“Machine learning” is the new “it” buzzword in security. As a result, it’s being thrown around fairly loosely on vendor websites and in marketing materials. Not only is that unfortunate for anyone looking to get a straight answer on how machine learning can help their company stay more secure, it is also fostering a general sense of confusion around what the term actually means.
To help clear things up, let’s take a closer look at six of the most common misconceptions around the use of machine learning in security and separate the facts from the fiction.
Myth #1: Machine learning is a form of protection
Perhaps the biggest misunderstanding around machine learning being perpetuated by vendors with vague marketing claims is that it’s some kind of new product or feature vendors can offer that can keep companies safe. The fact is machine learning doesn’t provide protection, it helps inform how existing protection operates. The way it does that is by enabling more in-depth and accurate analysis.
Myth #2: Machine learning is only being used by next generation antivirus solutions
Currently, the most common application of machine learning in endpoint security is analyzing file attributes to predict whether a file on disk is malicious before it has the chance to execute (in other words, the same job antivirus has been doing for years).
But machine learning isn’t just being limited to building a better AV or next-gen AV mouse trap. New solutions are also utilizing machine learning to move endpoint security forward in a different direction. Rather than simply analyzing static file attributes and making a prediction for what a program will do before it’s executed, for example, Barkly analyzes program behaviors during runtime, in an effort to identify and block executing malware in the act.
Myth #3: Machine learning is only being applied to analyzing files
While solutions that rely on file scanning (ex: next generation antivirus) have obvious trouble detecting fileless attacks — with no file, there’s nothing to scan — other solutions (such as Barkly) are using machine learning to help them analyze system activity and predict whether any particular combination of system calls and commands are indicative of an attempted attack in progress.
Myth #4: Machine learning models don’t need to be re-evaluated for months
The fact is that machine learning is not “set it and forget it.” Models are only as good as the data they analyze. Improvements to protection depend on frequent, rigorous re-training of the model by providing data with high fidelity to the real world. The more limited the data — in terms of quantity, quality, and frequency — the lower the model’s ceiling for providing accurate results.
Myth #5: Machine learning-based protection generates a lot of false positives
In addition to training machine learning models to recognize malware, they can also be trained to recognize goodware samples (even custom software unique to specific organizations). This is the approach we take at Barkly, and it allows our models to adapt to reduce false positives.

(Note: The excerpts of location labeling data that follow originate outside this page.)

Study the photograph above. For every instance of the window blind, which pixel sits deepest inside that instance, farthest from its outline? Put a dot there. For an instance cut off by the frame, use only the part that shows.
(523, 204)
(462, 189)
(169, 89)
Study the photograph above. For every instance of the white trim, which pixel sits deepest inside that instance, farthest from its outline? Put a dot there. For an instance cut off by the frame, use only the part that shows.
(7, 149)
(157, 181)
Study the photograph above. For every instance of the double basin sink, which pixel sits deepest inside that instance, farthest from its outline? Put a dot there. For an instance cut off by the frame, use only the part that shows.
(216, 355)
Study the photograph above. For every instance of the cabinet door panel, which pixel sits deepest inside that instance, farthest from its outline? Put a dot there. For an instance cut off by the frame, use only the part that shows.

Myth #6: Machine learning is a black box
A potential downside to machine learning that’s been raised is the fear that once a model is trained and learning on its own, there’s little insight into why it’s making the determinations it’s making. The truth is that while some machine learning models are a black box, others are able to expose their logic, providing more constructive value for researchers.
There is no doubt machine learning has and will continue to revolutionize endpoint security. It’s important for security and IT professionals to understand exactly how this technology actually works, so they can make the best and most meaningful purchasing decisions possible.